Saturday, December 19, 2020

Earth Democracy


“The basic law of capitalism is you or I, not you and I.”
Karl Liebknecht 

Capitalism is a rapacious and parasitic system which  compels working-people to spend most of their waking hours renting out their commodified and exploited labour power or else go without the money income required to purchase basic life necessities distributed in commodity form. Capitalism is an anarchic and competitive system that absurdly complicates production and distribution. Despite capitalism’s rather marvellous media public relations apparatus, negative perceptions of it has never ever been extinguished. You dont require a PhD in economics to know that life sucks under capitalism“Compassionate” pretends to be kind to workers, communities and the environment. At the same time, its predatory nature continues to make sure that the rich are getting richer. Capitalism will always be about profits at all cost. Despite the rhetoric of promises, conscience and ethical commitments, capitalism will only reform if it does not threaten its ability to accumulate money. Their clever PR presents a public image that it makes it look like changes are happening, when in fact, almost nothing is being done, apart from creative accounting.

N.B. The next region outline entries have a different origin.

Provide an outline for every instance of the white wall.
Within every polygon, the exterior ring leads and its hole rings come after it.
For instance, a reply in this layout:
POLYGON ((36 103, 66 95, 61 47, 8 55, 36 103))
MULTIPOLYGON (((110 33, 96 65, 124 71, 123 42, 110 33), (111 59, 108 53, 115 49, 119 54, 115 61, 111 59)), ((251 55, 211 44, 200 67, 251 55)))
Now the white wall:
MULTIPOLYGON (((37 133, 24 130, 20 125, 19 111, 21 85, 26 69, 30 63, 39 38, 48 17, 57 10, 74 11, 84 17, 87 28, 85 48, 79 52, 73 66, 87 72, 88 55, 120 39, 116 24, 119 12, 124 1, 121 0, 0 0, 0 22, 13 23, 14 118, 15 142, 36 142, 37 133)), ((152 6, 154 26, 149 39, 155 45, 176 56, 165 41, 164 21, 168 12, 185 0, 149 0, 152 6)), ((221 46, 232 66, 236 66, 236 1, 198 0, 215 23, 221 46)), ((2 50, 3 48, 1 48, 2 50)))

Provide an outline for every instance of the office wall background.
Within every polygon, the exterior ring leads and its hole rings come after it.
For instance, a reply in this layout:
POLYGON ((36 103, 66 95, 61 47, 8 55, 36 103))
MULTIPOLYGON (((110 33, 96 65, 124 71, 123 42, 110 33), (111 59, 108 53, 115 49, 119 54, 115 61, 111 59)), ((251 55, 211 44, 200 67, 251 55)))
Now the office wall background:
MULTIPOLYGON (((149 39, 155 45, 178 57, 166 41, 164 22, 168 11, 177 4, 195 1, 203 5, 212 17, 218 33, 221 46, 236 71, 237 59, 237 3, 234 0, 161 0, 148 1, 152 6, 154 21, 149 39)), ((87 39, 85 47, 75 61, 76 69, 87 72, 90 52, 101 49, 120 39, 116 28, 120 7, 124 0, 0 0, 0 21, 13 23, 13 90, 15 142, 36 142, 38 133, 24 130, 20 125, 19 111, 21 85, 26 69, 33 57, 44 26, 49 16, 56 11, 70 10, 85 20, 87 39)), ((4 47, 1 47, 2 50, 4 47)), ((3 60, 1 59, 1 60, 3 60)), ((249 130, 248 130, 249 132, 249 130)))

The pandemic has caused immeasurable hardships across the globe. It has radically exacerbated inequalities. When the coronavirus pandemic began to spread, those who feared the Apocalypse, all the so-called preppers and survivalists in their bunkers found themselves mistaken. Instead of the dog-eat-dog breakdown of civilisation, the pandemic resulted in a return to community and  people once again became good neighbours, helping one another out,  shopping for the frail and elderly, sharing what little they had toilet paper. Mutual aid and cooperation prevailed. Quarantines and social distancing didn’t develop into individualism but brought people together, revealed their commonalities, not their differences. The wild forest-fires and hurricanes, the floods and droughts arising from the climate crisis has made us realise that we are all one people in one world. Isolationism has been exposed as no response to global catastrophes. We now understand more than ever our obligations to one another regardless of nationality or colour. We need not be wide-eyed utopians  but accept as hard-nosed realists the importance of our enlightened self-interest and mutual solidarity.